I passed by this quote the other day, and it resonated for me…
“The Way We Talk To Our Children Becomes Their Inner Voice.”
I recently took a road trip and at a rest stop, I saw a father really yelling at his son… It was not only the angry tone used, but the words, that alarmed me. I was really taken aback and noticed that I was actually staring (fortunately he didn’t notice!) I watched the child, who not only separated a distance from his father, in somewhat of a fear response, but also the way he slumped his shoulders and crossed his arms, as if to protect himself (not only physically…but also because the words HURT. It was obvious.)
I have certainly have my moments with my parents over the last three plus decades…but I grew up realizing that we all contribute to the equation – it’s never just them being upset with me, I have a role to play as well. That said, it was instilled in us that respect, care, kindness, and apologies when owed, are of vital importance. Support of one another, communication, accountability…those things matter.
We are going to make mistakes, and we will therefore have “moments” here and there – humans will always go head to head a times, whether because of a personal experience (bad day at work, someone cut us off etc) or because we disagree on something (it happens, we don’t all have to agree on everything!) etc, BUT…it is important how we speak to each other.
Sarcasm was always hard for me…maybe because I have had some ugly relationships where people used it FAR too often. A friend of mine recently posted an article about how sarcasm can injure a relationship (of any kind) – it can be hurtful even if not intended that way, so imagine a little one hearing it! With children it is especially tough because they definitely won’t understand the nuances, or the jest! Yelling is another toughie – we have all done it, but it can hurt…especially a child who probably already knows he or she did something wrong. We can express disappointment without yelling (in fact, it may impress the point more so without it!)
This quotation also falls in line with this, and I find it to be incredibly true much of the time…
I couldn’t speak to the nature of the conflict with this gentleman and his little one…but it was in a public place, it was loud, the tone was harsh, and the words were not appropriate for a child of maybe eight or so.
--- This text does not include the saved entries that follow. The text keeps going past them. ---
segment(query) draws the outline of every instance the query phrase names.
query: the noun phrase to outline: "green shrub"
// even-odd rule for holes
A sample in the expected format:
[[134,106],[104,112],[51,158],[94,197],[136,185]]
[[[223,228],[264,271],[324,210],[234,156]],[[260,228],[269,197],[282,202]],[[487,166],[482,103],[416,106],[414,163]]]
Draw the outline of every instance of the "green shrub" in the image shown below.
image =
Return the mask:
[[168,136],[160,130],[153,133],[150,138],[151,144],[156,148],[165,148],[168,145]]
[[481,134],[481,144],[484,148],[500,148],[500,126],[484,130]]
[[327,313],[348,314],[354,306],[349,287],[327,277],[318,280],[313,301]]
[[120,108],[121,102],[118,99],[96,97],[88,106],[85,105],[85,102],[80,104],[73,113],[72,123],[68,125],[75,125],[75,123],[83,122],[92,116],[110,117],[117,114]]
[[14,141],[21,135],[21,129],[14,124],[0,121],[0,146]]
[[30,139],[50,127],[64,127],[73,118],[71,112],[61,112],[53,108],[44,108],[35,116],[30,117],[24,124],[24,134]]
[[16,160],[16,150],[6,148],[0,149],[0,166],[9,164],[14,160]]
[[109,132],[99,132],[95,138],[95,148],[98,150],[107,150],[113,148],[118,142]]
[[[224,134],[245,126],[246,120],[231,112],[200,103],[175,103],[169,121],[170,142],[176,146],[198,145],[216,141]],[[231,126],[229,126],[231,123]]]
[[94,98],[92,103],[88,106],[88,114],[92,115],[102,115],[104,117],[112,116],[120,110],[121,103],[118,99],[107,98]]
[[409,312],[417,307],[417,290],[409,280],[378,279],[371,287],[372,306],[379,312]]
It wasn’t my business, and still isn’t, but I felt sad because SO much was said in the body language. Consequences are important, no doubt…but we do have to be mindful of the words and tone we use because that can carry forward as the child grows older.
I was most definitely NOT perfect as a child…and I’m still far from it…but what I CAN say is that my parents were always incredibly supportive.
I may not have fit the mold (evident early on!), but they loved and supported me anyway – they always made me feel strong, beautiful and talented.
I may not have loved the same subjects, and have focused more on sports than school, but they would help me when I needed it, and encourage me when I was having a hard time – they made me believe I had the ability even when I doubted.
They would say how proud they were of my athletic accomplishments, and that it was okay not to like exactly the same things as everyone else, so long as I followed my heart…and my heart was happy.
When I was out of line, I also had consequences. We had as many tiffs as the next family…but I never, EVER questioned my safety, nor that I was loved. Never. To see a child respond in a way that suggests he or she might, breaks my heart. Not everyone realizes that words and tone can injure.
Words can ALSO give a child wings...and I hope that more air on the side of feeling encouraged, beautiful and safe, than not. It is possible for that to happen even with “learning as we go” and “timeouts.”